Immanence and Transcendence: A Useful Hermeneutic

To be clear, the word ‘God’ in this context signifies a conceptual paradigm more expansive than common Western colloquial usage (i.e., ‘a supernatural deity’, typically the Judeo-Christian one). Here I wish to employ the term in its broader sense — one perhaps best elucidated by the traditional philosophical dichotomy immanent/transcendent (3). In this dichotomy the immanent denotes essentially the physical world as such, the domain of empirical phenomena and of our sense perceptions. The transcendent, by contrast, posits a meta-physical reality, which exists beyond or outside of the material world, more fundamental in vantage and essence.

Indeed, envisioned spatially, this image of foundation — of grounding, of basis — serves well. The immanent ‘apparent world’ can be thought of as resting upon transcendent ‘reality’ almost as a superstructure. As such it is secondary, derivative, contingent; it indicates something deeper. So it was that, through the linkage of these two — through relationship of the contingent to the archetypal — purely immanent phenomena were thought to ‘mean’ something or have deeper ‘significance’. Such was ‘God’: as a word, a kind of shorthand for any deeper, transcendent paradigm giving sense and meaning to our immanent, contingent lives.

Postmodernism: Or, the Loss of Depth

The process by which transcendence and grand narratives of faith lost their value or stronghold within contemporary society appears to have begun with modernity and the modern critique of religion. This process culminated within the postmodern worldview, which eschewed not just religious truth but all notions of transcendent truths, all grand narratives, archetypes, and paradigmatic models for living.

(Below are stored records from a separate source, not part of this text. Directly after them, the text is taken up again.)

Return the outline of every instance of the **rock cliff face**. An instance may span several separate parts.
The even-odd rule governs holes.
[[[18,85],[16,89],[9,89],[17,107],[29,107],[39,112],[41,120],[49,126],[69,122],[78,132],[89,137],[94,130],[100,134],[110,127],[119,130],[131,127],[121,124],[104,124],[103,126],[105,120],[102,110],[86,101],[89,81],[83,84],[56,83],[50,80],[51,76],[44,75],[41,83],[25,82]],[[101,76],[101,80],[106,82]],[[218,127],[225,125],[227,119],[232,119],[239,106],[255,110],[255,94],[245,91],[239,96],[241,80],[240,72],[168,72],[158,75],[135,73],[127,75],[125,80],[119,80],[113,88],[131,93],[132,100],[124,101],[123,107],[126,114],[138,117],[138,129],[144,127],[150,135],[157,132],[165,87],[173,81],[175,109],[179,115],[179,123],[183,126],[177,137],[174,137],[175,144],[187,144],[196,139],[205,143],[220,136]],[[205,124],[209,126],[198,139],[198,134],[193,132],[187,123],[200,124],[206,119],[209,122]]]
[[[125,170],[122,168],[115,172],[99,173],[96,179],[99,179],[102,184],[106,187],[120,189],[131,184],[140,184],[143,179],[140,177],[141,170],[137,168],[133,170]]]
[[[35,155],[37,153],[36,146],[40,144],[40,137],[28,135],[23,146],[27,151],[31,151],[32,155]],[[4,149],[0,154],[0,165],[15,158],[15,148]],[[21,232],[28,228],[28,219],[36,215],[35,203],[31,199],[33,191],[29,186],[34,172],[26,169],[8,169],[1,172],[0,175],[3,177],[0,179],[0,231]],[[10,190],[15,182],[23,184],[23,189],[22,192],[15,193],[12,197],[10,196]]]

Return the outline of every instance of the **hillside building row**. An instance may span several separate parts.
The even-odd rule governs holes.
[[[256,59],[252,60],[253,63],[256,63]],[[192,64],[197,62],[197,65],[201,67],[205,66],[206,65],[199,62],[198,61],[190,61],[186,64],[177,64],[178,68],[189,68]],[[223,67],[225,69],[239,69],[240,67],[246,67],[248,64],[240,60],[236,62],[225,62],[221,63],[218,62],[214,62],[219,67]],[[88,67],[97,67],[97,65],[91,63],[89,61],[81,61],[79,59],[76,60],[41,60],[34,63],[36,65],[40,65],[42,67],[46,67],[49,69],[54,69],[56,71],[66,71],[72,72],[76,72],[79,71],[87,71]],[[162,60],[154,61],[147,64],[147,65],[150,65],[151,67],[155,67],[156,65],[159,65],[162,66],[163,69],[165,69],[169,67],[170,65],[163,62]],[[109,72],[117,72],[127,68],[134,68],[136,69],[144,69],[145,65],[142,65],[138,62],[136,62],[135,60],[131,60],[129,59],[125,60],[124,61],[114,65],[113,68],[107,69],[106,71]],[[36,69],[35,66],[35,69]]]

In doing so, however, postmodernism saw a radical narrowing of focus — a loss, one might say, of dimensionality. For, without something ‘deeper’, there is only surface: the one-dimensional plane of here and now. Without the grand objective picture there are only countless subjective lenses: no facts, only interpretations (Nietzsche again). In short, the foundation is removed, there is nothing to ground, nothing ‘deeper’ any longer. Now there is only total immanence.
As critics such as Baudrillard have pointed out, this distinctly postmodern development has led to a philosophical preoccupation with surfaces and simulacra—of shallowness and leveling (4). From (pre)modern icons of spiritual transcendence…

Michelangelo_-_Creation_of_Adam

we come to the postmodern kitsch of total material immanence…

ballon dog

…to signifiers without signifieds, to sensations without Sense, to life without depth.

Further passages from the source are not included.